第一に、原油価格の下落とそれに関連したロシアの経済発展テンポの鈍化が、ロシアとこれら3国との間の貿易取引高の縮小、一連の経済協力プロジェクトの凍結、これらの地域へのロシアの投資の落ち込みにつながったことが、その理由として挙げられる。こうしたすべてのことは、イスラム系のものも含めた在野勢力に、その統合の牽引車たるロシアとの関係を筆頭に、ユーラシア経済同盟に対する批判の口実を与えてしまった。
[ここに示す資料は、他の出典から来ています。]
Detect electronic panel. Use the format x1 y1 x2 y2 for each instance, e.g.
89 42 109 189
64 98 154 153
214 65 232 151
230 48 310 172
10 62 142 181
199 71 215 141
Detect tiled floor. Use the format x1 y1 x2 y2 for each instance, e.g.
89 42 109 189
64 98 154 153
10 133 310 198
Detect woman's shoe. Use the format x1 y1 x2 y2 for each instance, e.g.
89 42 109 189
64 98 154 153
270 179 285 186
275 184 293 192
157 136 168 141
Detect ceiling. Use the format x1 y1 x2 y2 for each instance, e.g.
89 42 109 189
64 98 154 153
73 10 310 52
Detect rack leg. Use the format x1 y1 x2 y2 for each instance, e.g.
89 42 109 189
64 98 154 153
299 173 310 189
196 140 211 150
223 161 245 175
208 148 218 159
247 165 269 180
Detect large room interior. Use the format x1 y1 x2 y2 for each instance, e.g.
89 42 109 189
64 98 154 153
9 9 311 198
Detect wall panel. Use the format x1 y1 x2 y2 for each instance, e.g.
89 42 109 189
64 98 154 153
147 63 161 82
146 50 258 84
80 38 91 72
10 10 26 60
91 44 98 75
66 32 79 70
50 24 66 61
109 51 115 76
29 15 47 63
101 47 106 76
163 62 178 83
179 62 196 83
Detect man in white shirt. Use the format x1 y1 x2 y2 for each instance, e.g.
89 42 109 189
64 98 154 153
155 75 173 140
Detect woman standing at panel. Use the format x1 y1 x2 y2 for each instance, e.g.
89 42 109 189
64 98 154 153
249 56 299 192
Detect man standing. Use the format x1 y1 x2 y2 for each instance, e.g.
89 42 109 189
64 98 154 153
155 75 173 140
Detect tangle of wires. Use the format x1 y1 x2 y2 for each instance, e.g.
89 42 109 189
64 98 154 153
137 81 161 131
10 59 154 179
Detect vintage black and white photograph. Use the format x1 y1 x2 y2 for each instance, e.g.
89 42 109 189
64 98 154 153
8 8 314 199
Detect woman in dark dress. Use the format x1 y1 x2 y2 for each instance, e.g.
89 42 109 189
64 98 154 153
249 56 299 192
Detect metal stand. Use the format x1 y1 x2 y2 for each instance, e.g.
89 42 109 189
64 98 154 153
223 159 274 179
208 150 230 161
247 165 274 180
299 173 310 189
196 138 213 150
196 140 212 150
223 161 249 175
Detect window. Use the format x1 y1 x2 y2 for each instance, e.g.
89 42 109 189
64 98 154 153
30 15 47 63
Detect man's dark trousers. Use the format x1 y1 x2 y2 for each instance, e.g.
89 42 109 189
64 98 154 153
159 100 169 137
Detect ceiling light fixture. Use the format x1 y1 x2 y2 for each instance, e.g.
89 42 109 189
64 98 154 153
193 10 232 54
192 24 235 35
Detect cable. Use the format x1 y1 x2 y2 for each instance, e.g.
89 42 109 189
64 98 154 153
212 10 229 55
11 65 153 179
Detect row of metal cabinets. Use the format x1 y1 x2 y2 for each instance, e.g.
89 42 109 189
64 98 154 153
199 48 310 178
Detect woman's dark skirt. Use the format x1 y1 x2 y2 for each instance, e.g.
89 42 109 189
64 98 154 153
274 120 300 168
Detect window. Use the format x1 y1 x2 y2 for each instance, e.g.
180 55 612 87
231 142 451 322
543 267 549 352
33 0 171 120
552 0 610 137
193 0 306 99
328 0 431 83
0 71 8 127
ナザルバエフ氏の終身大統領制から議会制の国への移行を規定する憲法改革を目前に控えているカザフスタンにとって、この時期に国内政治状況が悪化する事は、到底受け入れられない。今年末に新たな大統領選挙を控えたキルギスも同じだ。一方タジクのラフモン大統領は、今のところ、ユーラシア統合への「賛成」と「反対」の長所をはかりにかけている。しかしロシア国内には、絶えず約百万ものタジクからの労働移民が存在しており、彼らの祖国への送金は、この国のGDPの30%から40%を占めている。つまり統合のプロセスは、タジク指導部の政治的意志とは独立して進んでいるのだ。キルギスの国家予算に関しても、状況はほぼ同様だ。このようにプーチン大統領の今回の電撃訪問の課題の一つは、訪問中に各国の指導者達と、ロシア経済安定化の条件の中で、ユーラシア統合の未来に関し、 落ち着いた意見の交換をする事であった。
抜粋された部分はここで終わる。